You don’t have to be a Silver Lake hipster or film-school student to get the references in this genre mash-up, a substanceless murder mystery set among the aspiring filmmakers and struggling musicians of northeastern Los Angeles. “The Scenesters” revels in winks about the city and the indie film biz, yet its surface-level blend of noir, vérité and “CSI” forensics is usually engaging.

Setting the tone of affectionate mockery is the faux trailer that opens the movie, a spot-on sendup of mumblecore navel gazing. The preview is for a film by Wallace Cotten, a self-serious young auteur who’s well played by writer-director Todd Berger. Through his gig as a videographer for the LAPD, Wallace crosses paths with Charlie Newton (Blaise Miller), a singer-songwriter and crime-scene cleanup technician. Charlie, whom Miller invests with a low-key spark beyond the merely relatable, catches details the self-involved police investigators miss, signs that point to a serial killer.

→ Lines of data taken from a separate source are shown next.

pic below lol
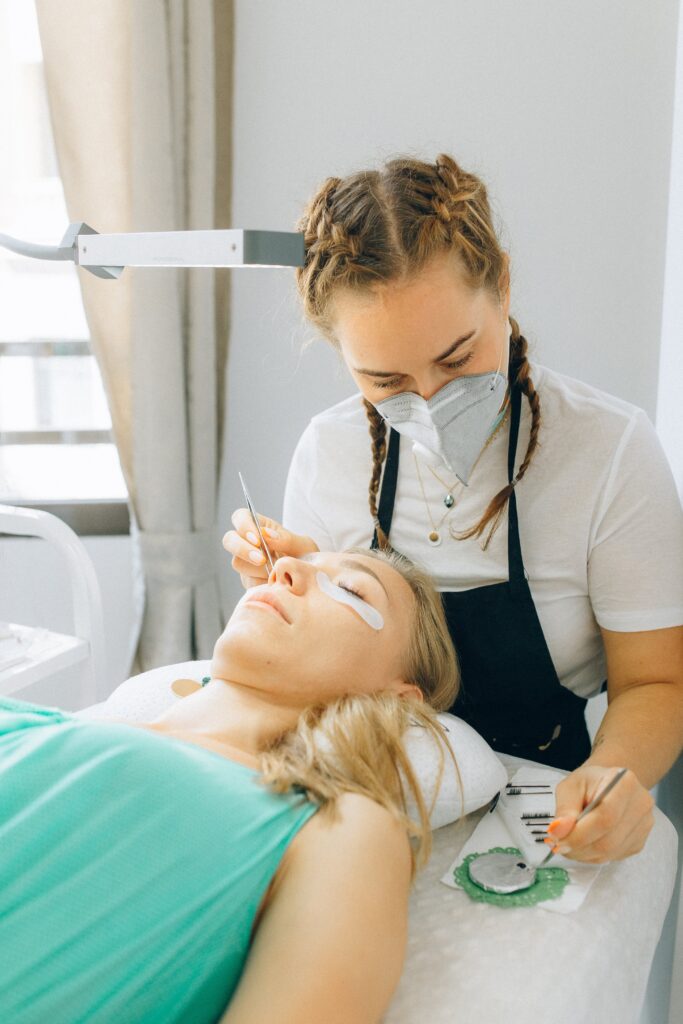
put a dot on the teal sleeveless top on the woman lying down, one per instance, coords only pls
(132, 870)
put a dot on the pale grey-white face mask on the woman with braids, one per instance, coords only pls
(455, 423)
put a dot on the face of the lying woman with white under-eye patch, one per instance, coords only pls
(322, 627)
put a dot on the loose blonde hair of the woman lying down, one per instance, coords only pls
(356, 743)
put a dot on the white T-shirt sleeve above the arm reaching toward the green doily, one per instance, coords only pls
(635, 565)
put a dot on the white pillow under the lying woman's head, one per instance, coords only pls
(148, 696)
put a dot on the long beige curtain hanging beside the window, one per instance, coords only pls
(140, 98)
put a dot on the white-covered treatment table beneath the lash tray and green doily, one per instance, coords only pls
(473, 963)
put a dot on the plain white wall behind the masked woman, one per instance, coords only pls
(567, 113)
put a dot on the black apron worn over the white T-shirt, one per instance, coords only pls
(510, 693)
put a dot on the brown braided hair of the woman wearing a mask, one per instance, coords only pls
(386, 226)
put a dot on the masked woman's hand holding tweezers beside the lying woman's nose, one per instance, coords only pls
(244, 545)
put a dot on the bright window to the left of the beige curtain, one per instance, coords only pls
(56, 440)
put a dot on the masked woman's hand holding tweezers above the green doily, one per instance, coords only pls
(615, 830)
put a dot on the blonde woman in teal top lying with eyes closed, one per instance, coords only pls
(247, 857)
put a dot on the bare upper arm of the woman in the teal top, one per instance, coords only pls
(331, 946)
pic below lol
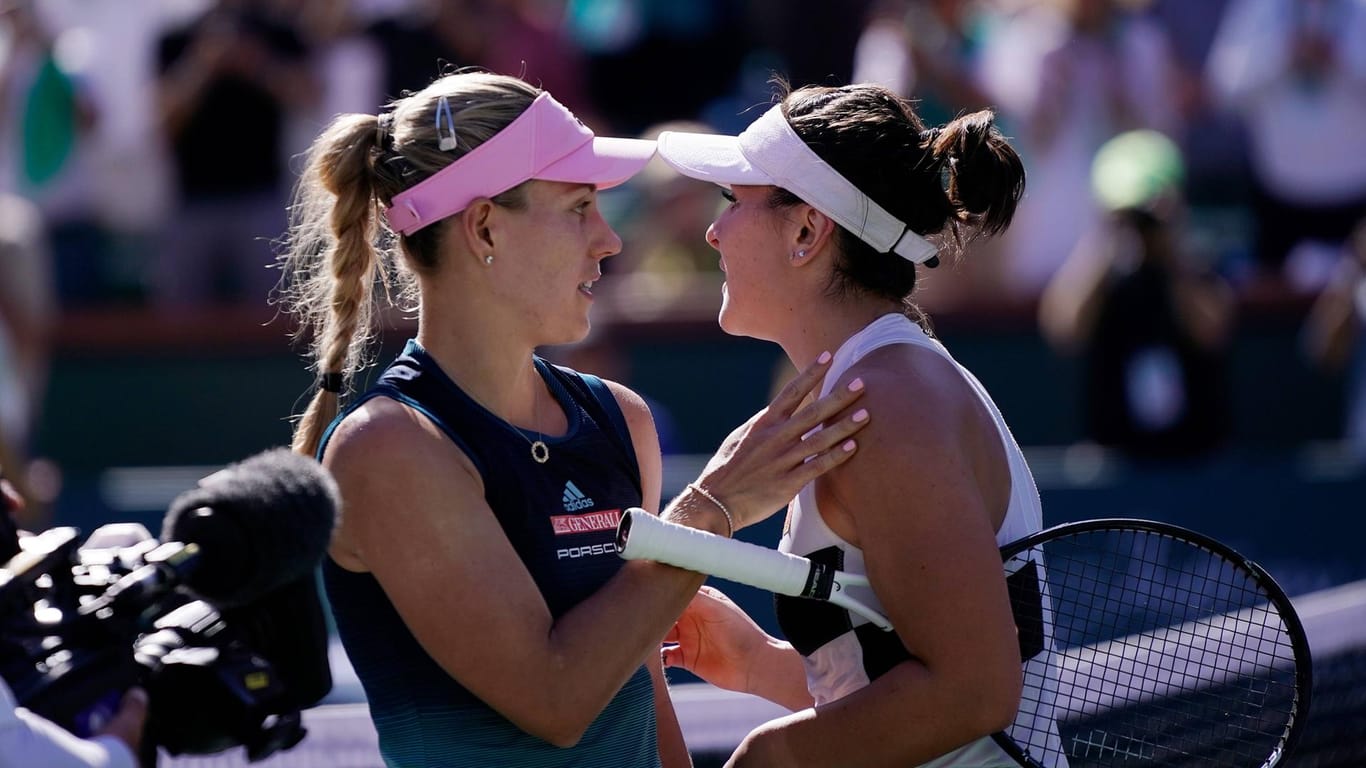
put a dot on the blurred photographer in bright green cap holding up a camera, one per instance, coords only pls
(1149, 322)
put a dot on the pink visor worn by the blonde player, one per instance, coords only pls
(546, 143)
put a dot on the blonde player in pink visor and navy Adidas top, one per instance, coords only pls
(475, 577)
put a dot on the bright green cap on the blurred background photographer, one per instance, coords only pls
(1136, 169)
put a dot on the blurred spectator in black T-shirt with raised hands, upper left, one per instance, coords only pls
(229, 83)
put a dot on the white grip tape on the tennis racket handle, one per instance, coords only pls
(643, 536)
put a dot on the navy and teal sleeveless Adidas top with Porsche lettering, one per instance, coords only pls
(561, 519)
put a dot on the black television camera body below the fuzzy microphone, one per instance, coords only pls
(83, 624)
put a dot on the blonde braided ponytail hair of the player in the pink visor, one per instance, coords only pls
(342, 266)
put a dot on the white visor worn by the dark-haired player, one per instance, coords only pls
(771, 154)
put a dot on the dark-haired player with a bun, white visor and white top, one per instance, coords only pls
(838, 197)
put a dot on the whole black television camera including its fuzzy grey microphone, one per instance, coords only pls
(219, 620)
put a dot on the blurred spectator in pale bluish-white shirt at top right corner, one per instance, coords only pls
(1296, 72)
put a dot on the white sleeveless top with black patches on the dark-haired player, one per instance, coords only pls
(844, 651)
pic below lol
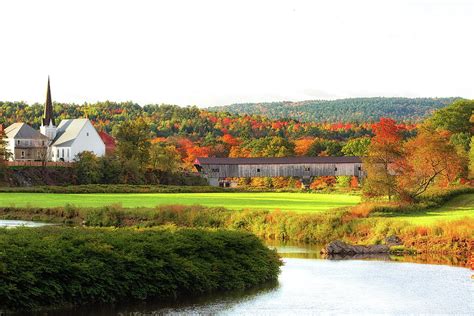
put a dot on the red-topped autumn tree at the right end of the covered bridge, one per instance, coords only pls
(384, 152)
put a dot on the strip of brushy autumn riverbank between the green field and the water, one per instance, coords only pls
(443, 238)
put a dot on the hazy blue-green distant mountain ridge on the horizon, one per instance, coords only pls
(343, 110)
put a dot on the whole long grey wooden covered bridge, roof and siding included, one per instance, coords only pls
(216, 170)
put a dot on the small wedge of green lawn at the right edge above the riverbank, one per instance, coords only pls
(458, 208)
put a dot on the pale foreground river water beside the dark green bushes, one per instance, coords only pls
(326, 286)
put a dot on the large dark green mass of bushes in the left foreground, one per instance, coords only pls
(53, 266)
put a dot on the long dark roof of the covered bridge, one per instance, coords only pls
(281, 160)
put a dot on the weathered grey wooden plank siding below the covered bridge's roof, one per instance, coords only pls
(282, 170)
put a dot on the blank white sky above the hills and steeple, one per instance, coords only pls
(219, 52)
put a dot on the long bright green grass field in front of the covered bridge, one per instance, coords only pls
(300, 202)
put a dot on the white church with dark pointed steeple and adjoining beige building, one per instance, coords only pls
(53, 143)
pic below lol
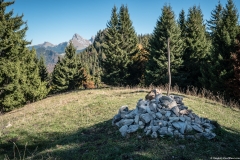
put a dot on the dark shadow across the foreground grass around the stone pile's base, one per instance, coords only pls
(103, 141)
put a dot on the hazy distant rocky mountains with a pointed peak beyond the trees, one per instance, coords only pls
(51, 52)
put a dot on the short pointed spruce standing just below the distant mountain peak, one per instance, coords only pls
(68, 73)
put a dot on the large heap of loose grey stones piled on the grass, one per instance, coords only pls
(161, 115)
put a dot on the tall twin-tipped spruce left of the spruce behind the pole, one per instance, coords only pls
(120, 45)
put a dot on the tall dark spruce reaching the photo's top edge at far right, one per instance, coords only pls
(224, 24)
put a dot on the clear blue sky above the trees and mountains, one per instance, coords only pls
(56, 21)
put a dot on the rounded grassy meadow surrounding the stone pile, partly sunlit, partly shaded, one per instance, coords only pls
(77, 125)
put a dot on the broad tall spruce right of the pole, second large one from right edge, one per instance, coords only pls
(197, 47)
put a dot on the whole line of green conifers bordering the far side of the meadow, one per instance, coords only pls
(204, 55)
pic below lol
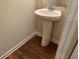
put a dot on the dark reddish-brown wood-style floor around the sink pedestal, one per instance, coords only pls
(33, 50)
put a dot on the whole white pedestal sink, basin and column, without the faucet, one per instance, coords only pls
(48, 18)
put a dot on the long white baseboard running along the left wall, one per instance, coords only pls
(18, 46)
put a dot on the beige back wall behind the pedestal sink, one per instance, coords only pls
(58, 26)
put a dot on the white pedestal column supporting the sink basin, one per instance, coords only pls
(47, 28)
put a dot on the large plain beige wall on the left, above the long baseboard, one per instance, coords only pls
(16, 22)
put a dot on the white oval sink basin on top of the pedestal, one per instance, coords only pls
(47, 15)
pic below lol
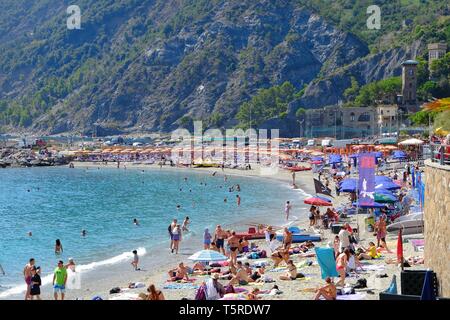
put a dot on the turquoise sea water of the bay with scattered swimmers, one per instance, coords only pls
(57, 203)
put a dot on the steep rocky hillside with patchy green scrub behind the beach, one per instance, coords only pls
(153, 65)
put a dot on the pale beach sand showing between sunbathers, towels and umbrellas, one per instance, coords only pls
(292, 290)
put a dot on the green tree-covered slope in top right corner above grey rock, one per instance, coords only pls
(402, 21)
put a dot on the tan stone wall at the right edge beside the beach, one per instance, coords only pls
(437, 223)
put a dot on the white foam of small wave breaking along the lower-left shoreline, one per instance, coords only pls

Wallace and his smug-without-reason producer (Jeff Grace) embark on a docu-thriller about Charlie, complete with black and white cinematography, voice-over narration and fedora, all while withholding evidence from the clueless cops. Sherilyn Fenn’s prosecutor ( John Landis cameos as the judge) interrogates the characters after the main events, guiding the story and, more to the point, prompting a number of films-within-the-film: a making-of, a music video, a training video and surveillance video. Audiences will shrug at the mystery’s solution but likely will be eager to see what Berger & Co. do next.

“The Scenesters.” MPAA rating: Unrated. Running time: 1 hour, 41 minutes. Playing at the Downtown Independent, Los Angeles.